Дама заказала грог. «Голубое рондо» крути­лось по третьему кругу. Все было хорошо. Даже то, что Фелин не любила это делать, а Лоранс не могла без этого заснуть. Когда-то Лоранс была Фелин, а Фелин со временем станет по­тускневшей, напуганной, жадной до мужиков Лоранс. Все было отлично и как надо. Всегда все как-то устраивается. Если не ныть. Получил же Эд свой плащ! Я поднял рюмку и привет­ствовал даму в двух кожах. Под одной еще текла горячая кровь.

Она улыбнулась. Ее крупные зубы были перемазаны губной помадой. Краем салфетки она оттирала их, кося в карманное зеркальце траурно отороченный глаз. Пожалуй, я был единственным на земле человеком, отоварившим царские деньги через шестьдесят три года после революции.
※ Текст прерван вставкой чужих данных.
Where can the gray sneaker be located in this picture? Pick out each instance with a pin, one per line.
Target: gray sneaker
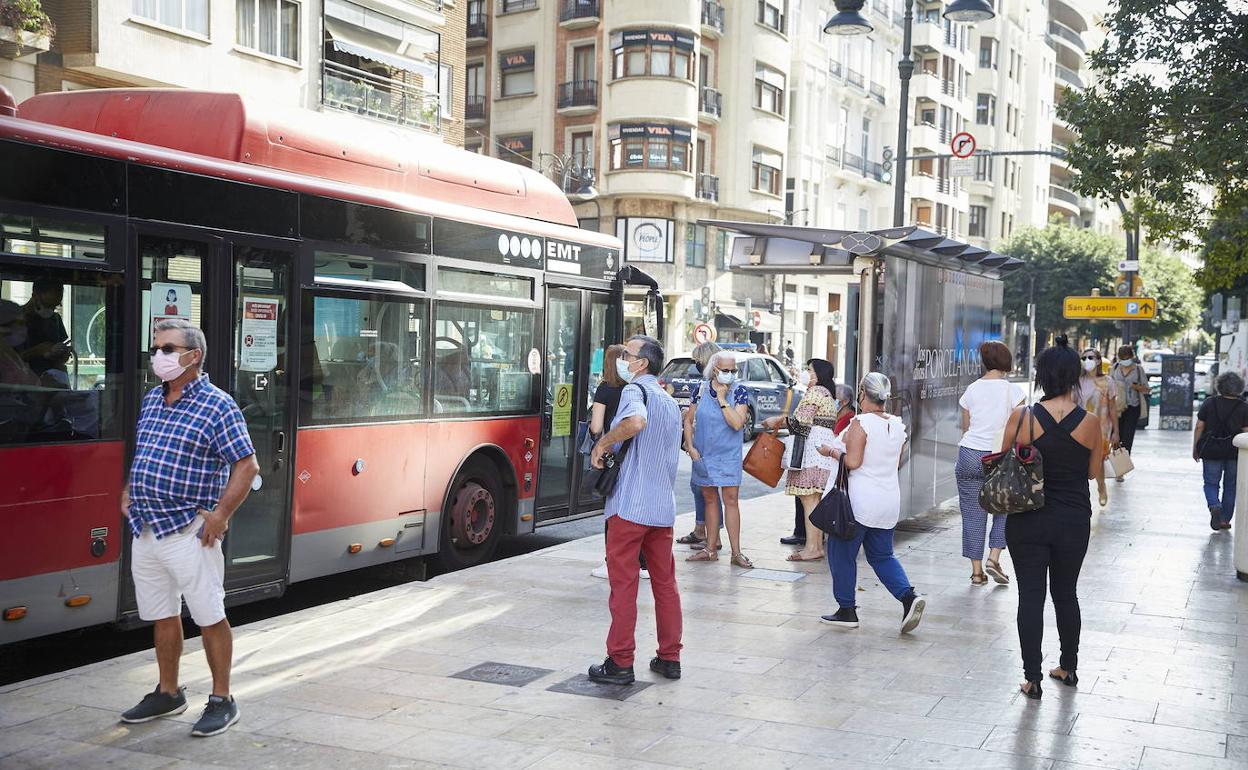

Еще Эд писал, что русские эмигранты в сабвее вместо токенов пускают в ход трехкопеечные монеты. Дама достала сигаретку и фальшиво вертела головой. Я полез за спичками в карман. Они отсырели.

1984

 



* Простите (франц.) ...Господин понимает по-польски? (польск.)

 

* Дерьмо (франц.)

 

* На пятидесягафрагаошшх банкнотах изображен французский художник Морис Квентин Делатур, на стофранковых — Эжен Делакруа.

* Черт побери! (англ, и франц.)

* Игра слов, образованная от фамилии Андропова; букв.: одна капля чего-либо (англ.).

 

** Отбросить (англ.).

*** От англ, jet-set society — богатые люди, постоянно летающие самолетами.

 

**** Хорошего уикэнда (англ, и франц.) ... приятного спа­ривания... (англ.)

 

* Композиция Дейва Брубека «Голубое рондо по-турецки» (франц.).